Edify.ai rides the wave of AI-driven workplace safety, leveraging generative AI and data analytics amid rising demands for injury prevention in labor-short, high-risk industries like construction and manufacturing[1][5]. Timing aligns with post-pandemic labor safety scrutiny, insurance cost pressures, and AI adoption for behavioral nudges—market forces like $50B+ construction spend and regulatory pushes for zero-incident cultures favor its model[1]. It influences the ecosystem by partnering with insurers and builders to cut claims, embedding AI in operations (e.g., via Domo), and proving ROI through reduced injuries, potentially setting standards for people-focused AI in industrial tech[1][5].
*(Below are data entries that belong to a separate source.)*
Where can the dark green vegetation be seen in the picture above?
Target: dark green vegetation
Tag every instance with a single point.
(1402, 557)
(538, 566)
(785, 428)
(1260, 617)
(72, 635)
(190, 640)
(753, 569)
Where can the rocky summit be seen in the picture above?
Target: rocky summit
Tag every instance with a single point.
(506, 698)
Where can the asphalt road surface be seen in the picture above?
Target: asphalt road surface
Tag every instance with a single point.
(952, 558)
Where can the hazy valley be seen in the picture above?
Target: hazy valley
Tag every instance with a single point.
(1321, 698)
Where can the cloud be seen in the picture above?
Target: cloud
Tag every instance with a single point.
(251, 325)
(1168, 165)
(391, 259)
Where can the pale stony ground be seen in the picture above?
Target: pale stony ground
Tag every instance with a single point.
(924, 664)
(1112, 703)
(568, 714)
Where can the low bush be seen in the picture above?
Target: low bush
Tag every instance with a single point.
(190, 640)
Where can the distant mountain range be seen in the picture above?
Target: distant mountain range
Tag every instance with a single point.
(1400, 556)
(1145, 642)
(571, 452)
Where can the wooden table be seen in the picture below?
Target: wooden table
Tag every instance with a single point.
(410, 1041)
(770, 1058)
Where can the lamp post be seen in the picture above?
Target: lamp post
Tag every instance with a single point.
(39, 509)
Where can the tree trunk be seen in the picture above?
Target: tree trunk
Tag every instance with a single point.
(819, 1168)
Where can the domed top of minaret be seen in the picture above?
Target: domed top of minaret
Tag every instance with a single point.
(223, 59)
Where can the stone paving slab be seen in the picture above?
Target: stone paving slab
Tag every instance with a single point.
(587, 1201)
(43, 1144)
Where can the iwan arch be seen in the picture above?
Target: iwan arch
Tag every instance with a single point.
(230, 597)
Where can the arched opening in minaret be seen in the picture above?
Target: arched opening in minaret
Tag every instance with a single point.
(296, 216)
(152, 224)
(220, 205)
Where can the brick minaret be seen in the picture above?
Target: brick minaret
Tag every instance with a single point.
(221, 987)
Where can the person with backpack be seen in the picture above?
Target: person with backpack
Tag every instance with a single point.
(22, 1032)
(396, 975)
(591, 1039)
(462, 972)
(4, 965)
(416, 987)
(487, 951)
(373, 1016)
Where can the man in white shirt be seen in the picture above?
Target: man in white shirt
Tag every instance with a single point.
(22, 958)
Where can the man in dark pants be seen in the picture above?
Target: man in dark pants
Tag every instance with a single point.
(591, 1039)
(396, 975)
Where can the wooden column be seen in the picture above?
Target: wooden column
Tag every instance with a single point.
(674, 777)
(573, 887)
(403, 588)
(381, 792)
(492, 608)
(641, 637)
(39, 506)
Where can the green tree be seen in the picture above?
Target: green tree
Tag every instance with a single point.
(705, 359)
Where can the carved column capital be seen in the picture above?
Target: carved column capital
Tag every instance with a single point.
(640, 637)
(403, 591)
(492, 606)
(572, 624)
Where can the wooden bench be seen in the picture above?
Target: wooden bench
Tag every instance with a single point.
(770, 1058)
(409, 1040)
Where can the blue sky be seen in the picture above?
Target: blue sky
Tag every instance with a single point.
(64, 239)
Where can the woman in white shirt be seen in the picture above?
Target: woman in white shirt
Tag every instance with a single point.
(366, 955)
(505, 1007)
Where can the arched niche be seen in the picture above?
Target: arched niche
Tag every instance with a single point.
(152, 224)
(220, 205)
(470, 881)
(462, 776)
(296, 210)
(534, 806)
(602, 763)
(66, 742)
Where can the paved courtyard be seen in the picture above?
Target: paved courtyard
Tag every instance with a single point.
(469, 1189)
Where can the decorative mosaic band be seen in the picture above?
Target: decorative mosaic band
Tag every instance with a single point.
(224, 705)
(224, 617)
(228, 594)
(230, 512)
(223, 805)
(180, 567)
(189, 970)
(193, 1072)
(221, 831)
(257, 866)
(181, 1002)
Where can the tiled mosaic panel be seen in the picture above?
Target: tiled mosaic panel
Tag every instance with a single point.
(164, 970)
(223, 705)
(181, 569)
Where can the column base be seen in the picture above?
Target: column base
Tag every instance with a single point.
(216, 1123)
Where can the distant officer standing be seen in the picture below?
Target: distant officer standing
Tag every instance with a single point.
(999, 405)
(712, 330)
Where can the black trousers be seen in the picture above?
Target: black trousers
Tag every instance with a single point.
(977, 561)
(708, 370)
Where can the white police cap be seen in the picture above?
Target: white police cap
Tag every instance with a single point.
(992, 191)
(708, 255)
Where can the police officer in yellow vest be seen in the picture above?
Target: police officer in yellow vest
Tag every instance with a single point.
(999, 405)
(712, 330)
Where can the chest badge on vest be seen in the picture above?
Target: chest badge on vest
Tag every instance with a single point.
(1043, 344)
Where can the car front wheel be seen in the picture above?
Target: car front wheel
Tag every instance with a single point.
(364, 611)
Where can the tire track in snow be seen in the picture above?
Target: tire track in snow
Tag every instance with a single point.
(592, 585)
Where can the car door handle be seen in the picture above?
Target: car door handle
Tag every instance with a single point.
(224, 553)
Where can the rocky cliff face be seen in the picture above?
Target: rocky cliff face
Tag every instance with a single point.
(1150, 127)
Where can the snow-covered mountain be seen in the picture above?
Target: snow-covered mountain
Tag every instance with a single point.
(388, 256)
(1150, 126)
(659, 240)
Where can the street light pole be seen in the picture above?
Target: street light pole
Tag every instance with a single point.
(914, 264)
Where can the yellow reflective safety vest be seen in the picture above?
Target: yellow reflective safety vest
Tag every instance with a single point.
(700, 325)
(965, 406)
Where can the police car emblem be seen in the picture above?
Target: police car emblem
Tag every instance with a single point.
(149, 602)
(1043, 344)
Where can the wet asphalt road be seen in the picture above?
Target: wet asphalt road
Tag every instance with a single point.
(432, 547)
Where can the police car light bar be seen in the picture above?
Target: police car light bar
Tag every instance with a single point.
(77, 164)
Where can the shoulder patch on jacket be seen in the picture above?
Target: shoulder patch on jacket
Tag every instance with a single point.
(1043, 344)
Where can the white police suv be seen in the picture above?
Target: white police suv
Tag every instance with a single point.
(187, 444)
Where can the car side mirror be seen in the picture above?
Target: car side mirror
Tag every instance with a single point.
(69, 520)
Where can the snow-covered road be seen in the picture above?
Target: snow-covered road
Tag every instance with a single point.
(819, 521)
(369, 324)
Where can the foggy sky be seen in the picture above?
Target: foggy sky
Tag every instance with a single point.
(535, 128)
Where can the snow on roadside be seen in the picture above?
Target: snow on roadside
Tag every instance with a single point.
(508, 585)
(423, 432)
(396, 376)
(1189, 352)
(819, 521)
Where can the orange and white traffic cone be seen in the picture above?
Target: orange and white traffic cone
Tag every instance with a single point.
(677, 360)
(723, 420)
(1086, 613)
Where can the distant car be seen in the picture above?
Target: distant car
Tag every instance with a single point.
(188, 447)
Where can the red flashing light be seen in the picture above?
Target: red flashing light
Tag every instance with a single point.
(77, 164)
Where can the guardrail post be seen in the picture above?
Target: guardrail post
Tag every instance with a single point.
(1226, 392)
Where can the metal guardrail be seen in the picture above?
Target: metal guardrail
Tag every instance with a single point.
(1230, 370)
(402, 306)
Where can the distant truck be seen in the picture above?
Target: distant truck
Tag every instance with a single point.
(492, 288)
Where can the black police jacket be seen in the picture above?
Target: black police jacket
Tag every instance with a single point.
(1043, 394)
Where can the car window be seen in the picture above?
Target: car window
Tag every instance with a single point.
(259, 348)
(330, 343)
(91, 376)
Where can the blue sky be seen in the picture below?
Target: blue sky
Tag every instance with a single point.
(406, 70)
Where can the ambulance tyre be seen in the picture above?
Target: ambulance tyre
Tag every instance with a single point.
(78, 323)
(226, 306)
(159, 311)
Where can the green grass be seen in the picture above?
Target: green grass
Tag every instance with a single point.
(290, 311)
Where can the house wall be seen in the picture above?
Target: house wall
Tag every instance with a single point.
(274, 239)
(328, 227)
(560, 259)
Edify.ai is poised to accelerate with sales scaling, AI enhancements, and value-based pricing, targeting explosive growth in a $20M+ revenue pipeline from blue-chip contracts[1]. Trends like advanced conversational AI, predictive safety modeling, and insurance-tech convergence will shape its path, amplifying impact as industries mandate proactive risk reduction. Its influence may evolve from niche safety provider to ecosystem leader, redefining how AI saves lives on job sites—echoing its core mission to ensure frontline workers return home safe[1][5].